Insistiu discar por quatro vezes até a linha cair. Quando já pensava em desistir, uma alma caridosa atende a sua chamada. Uma voz feminina acenou com o reconhecimento do nome dito e pediu para aguardar enquanto via se Balduíno estava em casa. Para surpresa de Justino, o homem que o atendeu se identificou, e ambos já se conheciam de vista, de longa data, e do cemitério. Agora era só esperar o pai da mulher que já esteve deitada na sua cama em condições mais favoráveis. Lembrou de Samira e voltou para o interior da sua casa, recebendo das suas mãos uma xícara de café, e da boca veio um beijo apaixonado.

 

— Não quero que você fique com as mãos parecendo que tem vinte dedos em cada uma. Eu me deito com cinco ou mais homens todos os dias, e sei o que você acha disso e nunca reclamou. Sou prostituta e os seus sentimentos andam em campo minado quando pensa em mim. Essa daí, mesmo que não pareça ser, não passa uma imagem melhor, não é mesmo? - Disse, fazendo um biquinho com os lábios, com a cabeça virada para a porta do quarto.

— Eu te conheço desde que pisei os pés aqui no bairro. No início eu achava que era carência, pela falta que o meu irmão me fazia. Mas depois vi que era algo mais. Mesmo assim preferi ficar na minha. Mas você sabia disso. Bastava te olhar. Não era um olhar de quem queria só te devorar, e olha que eu queria isso mesmo! - Explicou, envolvendo-a em um abraço.
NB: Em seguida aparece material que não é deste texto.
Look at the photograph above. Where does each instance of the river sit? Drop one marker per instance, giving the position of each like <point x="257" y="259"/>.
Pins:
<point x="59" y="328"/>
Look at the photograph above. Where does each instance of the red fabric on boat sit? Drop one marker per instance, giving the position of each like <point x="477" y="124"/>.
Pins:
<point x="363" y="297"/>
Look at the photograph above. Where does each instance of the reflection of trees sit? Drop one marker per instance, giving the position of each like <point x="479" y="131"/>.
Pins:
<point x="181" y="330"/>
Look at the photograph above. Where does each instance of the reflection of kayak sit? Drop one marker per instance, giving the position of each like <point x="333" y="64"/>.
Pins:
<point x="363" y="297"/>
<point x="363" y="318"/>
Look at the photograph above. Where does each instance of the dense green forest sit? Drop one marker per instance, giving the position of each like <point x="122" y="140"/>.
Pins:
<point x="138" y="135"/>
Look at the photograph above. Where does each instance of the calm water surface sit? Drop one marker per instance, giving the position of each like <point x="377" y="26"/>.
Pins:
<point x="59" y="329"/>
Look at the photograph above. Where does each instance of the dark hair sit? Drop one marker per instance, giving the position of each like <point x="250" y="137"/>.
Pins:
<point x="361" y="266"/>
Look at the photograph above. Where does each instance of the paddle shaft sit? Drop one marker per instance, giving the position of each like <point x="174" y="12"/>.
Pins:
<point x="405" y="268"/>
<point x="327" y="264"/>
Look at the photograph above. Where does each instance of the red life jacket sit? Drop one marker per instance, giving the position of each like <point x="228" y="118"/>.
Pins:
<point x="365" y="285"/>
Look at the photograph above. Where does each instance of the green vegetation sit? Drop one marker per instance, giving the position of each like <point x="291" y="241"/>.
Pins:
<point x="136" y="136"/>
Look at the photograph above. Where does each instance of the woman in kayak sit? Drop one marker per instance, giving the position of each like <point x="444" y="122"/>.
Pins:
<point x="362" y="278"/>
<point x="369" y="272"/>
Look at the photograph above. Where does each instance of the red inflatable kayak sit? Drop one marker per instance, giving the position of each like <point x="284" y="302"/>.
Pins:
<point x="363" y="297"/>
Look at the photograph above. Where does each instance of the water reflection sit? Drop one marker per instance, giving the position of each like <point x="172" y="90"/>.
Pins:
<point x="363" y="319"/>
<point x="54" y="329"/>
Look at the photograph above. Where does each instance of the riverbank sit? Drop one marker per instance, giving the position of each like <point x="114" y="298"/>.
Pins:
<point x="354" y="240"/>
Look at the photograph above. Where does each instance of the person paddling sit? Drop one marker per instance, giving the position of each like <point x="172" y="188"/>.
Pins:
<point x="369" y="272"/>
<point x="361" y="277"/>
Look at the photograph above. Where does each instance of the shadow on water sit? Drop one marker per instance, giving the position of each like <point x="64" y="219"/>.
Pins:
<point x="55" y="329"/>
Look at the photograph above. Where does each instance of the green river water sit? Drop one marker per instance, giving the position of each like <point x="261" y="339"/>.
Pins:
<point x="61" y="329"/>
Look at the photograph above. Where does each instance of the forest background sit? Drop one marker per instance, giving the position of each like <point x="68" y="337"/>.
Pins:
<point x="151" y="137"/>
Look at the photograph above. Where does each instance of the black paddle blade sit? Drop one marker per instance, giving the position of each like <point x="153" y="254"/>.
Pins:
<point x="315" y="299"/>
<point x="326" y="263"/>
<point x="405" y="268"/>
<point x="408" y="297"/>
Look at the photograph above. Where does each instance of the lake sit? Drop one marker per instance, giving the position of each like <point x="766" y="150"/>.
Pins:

— O seu cuidado comigo me fez te olhar diferente. Quero parar com isso, já decidi.

— Com o que?

— Parar de ver cinco rostos diferentes na minha cama todos os dias.

— E é algo tão simples assim? - Perguntou, vendo todo o esforço dela para sair daquela crisálida e finalmente se transformar na linda borboleta que ele sabia que ela era.

— Não. Mas você vai me ajudar a trocar de pele. Não vai?

 

Aquele beijo durou um tempo a mais do que deveria, já que tinham uma hóspede indesejada na cama, e quando já pensavam em usar o sofá como suporte para mais uma ode aos ímpetos ancestrais, ouvem lá fora uma voz grave gritar ‘’Ô de casa!”, seguido de palmas.

 

Foi curioso que ao bater os olhos no homem magro e de coluna curvada, antes de lembrar do seu rosto transitando no cemitério, havia a imagem dele cuidando do carro de Patrícia junto ao guincho, que fora levado pela enxurrada e jogado em um buraco logo ali na esquina. Chegou em um táxi, cujo motorista parecia ser seu conhecido, e falaram apenas o protocolar para que lhe desse acesso ao quarto e a filha desmaiada, que agora roncava em sono profundo, já com uma aparência bem melhor do que horas antes. Samira havia providenciado roupas dela própria para vestir a moça, e Justino se ofereceu para carregá-la até o carro. Balduíno não quis saber de muitas explicações a respeito de como ela havia chegado ali ou onde ele havia conseguido o número do orelhão vizinho a sua casa. O que o deixou feliz foi um pedaço de papel entregue por Justino, rabiscado a mão por ela com a palavra PAI, que precedia o número onde poderiam encontrá-lo. 

 

O coveiro agradeceu ao casal pelos cuidados dispensados a filha, entrou no Fusca e partiu, olhando pelo retrovisor um casal que acenava numa pressa desconfortável, loucos para correrem pra dentro de casa, e sem tempo de chegarem até a cama, arrebentarem com os pés do sofá. ‘’Recém casados’’, pensou o coveiro, imaginando em como daria aquela notícia a Conceição e Cidinha, e pela sorte que tinha tido em tudo aquilo estar acontecendo na ausência das duas, que tinham acabado de embarcar num ônibus para Sabugueiro.